Review by Sean Boelman
Yael Bridge’s documentary The Big Scary “S” Word is sure to be controversial because of its divisive political statements that it unflinchingly stands by. However, regardless of what one thinks of what the film has to say, it’s undeniable that it doesn’t say them in an effective way, with flimsy argumentation throughout.
In the movie, Bridge explores the ideology of socialism, from its origins to the way in which politicians are trying to enact it in America today. As the playful title suggests, the goal of the film is to debunk some of the myths that the public believes about socialism, and Bridge succeeds to an extent, but comes up short in other regards.
When an invalid argument is presented supporting capitalism, the movie presents a valid argument to disprove that point. However, when a valid argument is presented as to one of socialism’s shortcomings, the film often changes the topic, introducing a valid (but unrelated) argument as to why capitalism does work. This lack of a back-and-forth shows Bridge’s inability to support her message.

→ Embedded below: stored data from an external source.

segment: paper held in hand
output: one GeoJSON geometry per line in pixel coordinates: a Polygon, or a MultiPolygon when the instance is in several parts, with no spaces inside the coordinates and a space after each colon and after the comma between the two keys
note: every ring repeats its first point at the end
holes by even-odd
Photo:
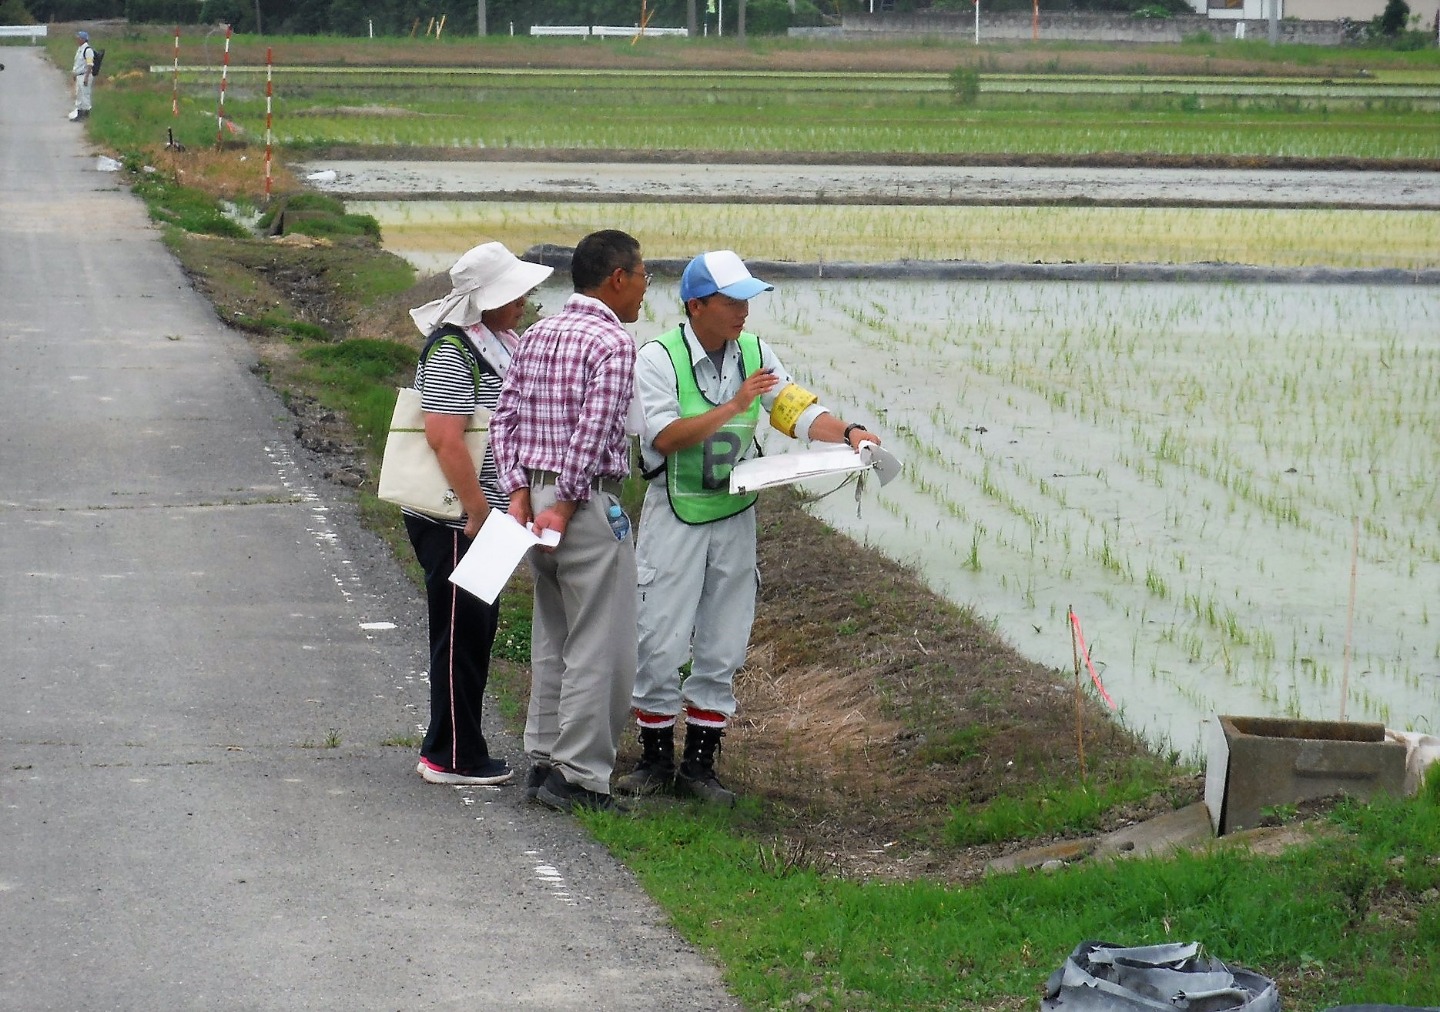
{"type": "Polygon", "coordinates": [[[742,495],[808,478],[869,470],[875,472],[880,484],[888,485],[900,473],[900,460],[878,443],[861,443],[858,451],[827,443],[809,450],[742,461],[730,472],[730,491],[734,495],[742,495]]]}
{"type": "Polygon", "coordinates": [[[559,543],[559,531],[537,535],[509,513],[491,510],[465,557],[450,574],[450,582],[492,604],[526,552],[536,545],[554,548],[559,543]]]}

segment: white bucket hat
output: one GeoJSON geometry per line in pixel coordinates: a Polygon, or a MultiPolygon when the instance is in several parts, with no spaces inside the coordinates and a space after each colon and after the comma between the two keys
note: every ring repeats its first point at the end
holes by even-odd
{"type": "Polygon", "coordinates": [[[483,243],[450,268],[450,294],[410,310],[410,319],[426,336],[446,323],[468,327],[479,323],[485,310],[514,302],[554,272],[553,267],[521,260],[503,243],[483,243]]]}

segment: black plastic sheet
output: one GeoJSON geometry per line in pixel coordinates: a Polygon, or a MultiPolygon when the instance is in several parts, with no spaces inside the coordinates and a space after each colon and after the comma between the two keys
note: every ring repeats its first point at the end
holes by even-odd
{"type": "Polygon", "coordinates": [[[1042,1012],[1280,1012],[1268,977],[1200,954],[1199,942],[1082,942],[1050,975],[1042,1012]]]}

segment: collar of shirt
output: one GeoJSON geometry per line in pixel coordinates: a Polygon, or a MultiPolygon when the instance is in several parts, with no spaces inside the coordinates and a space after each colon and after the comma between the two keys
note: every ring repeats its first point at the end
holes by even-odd
{"type": "Polygon", "coordinates": [[[565,300],[565,308],[598,313],[601,316],[609,317],[617,327],[625,326],[625,324],[620,322],[620,317],[615,315],[615,310],[605,305],[605,303],[601,302],[593,295],[584,295],[580,292],[572,292],[570,297],[565,300]]]}
{"type": "Polygon", "coordinates": [[[740,389],[745,377],[739,375],[744,370],[740,366],[740,345],[734,341],[726,341],[715,355],[711,355],[695,336],[695,331],[688,323],[680,324],[680,333],[685,337],[685,347],[690,352],[690,370],[695,376],[695,382],[707,397],[714,399],[720,396],[733,395],[735,390],[740,389]],[[736,370],[735,390],[724,394],[725,373],[732,364],[736,370]]]}
{"type": "Polygon", "coordinates": [[[485,357],[485,361],[489,362],[503,379],[510,371],[510,359],[515,354],[516,346],[520,344],[520,335],[513,330],[493,331],[483,323],[466,327],[465,333],[475,342],[475,350],[485,357]]]}

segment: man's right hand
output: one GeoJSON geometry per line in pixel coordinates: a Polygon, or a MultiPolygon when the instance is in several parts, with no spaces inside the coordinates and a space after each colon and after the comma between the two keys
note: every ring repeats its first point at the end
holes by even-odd
{"type": "MultiPolygon", "coordinates": [[[[531,530],[536,534],[544,534],[546,531],[555,531],[562,538],[565,536],[565,528],[569,526],[570,519],[575,515],[579,503],[569,502],[564,499],[556,499],[554,503],[545,507],[535,514],[535,523],[531,530]]],[[[553,552],[555,549],[540,546],[542,552],[553,552]]]]}
{"type": "Polygon", "coordinates": [[[529,488],[517,488],[510,493],[510,509],[507,512],[521,527],[530,526],[530,521],[535,519],[535,514],[530,508],[529,488]]]}
{"type": "Polygon", "coordinates": [[[755,403],[755,398],[768,394],[771,390],[775,389],[779,382],[780,380],[774,371],[770,369],[756,369],[749,376],[745,377],[745,382],[740,384],[740,389],[735,391],[735,396],[732,397],[731,400],[743,413],[750,410],[750,405],[755,403]]]}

It’s obvious that the current system isn’t working, and Bridge’s intent is to propose socialism as a viable alternative. But by failing to disprove the valid arguments against socialism, her proposal isn’t as developed as it needed to be. And at under ninety minutes in length, there was plenty of time for her to present more evidence.
If the movie does excel in one thing, it is that it makes current American politicians look like ignorant jerks. Even if you can’t get behind some of the more radical activists and politicians that the film follows, there is no denying that the people on the opposite end of the spectrum are just as bad if not worse in what they are doing.
Bridge misses a giant opportunity by not focusing more on one specific subject. The portion of the movie that follows Virginia Delegate Lee J. Carter is compelling, but perhaps because he’s not a politician on a national scale, it’s very brief. And those interviews with everyday working-class Americans don’t have the benefit of expert commentary on their side.
As a whole, Bridge’s film is a bit all over the place. In trying to tackle such a big topic like socialism, she isn’t able to settle on a specific approach. There are a lot of different moving parts in play, and it all becomes a bit overwhelming. Although it doesn’t quite reach the level of propaganda, it’s definitely an excessive info dump.
The success of The Big Scary “S” Word will partially depend on the way in which the viewer leans politically, but anyone who is informed will be able to see some of its holes. This is a discussion that needs to be had, but this is not the way to do it.
The Big Scary “S” Word screened at the 2020 AFI FEST which ran October 15-22.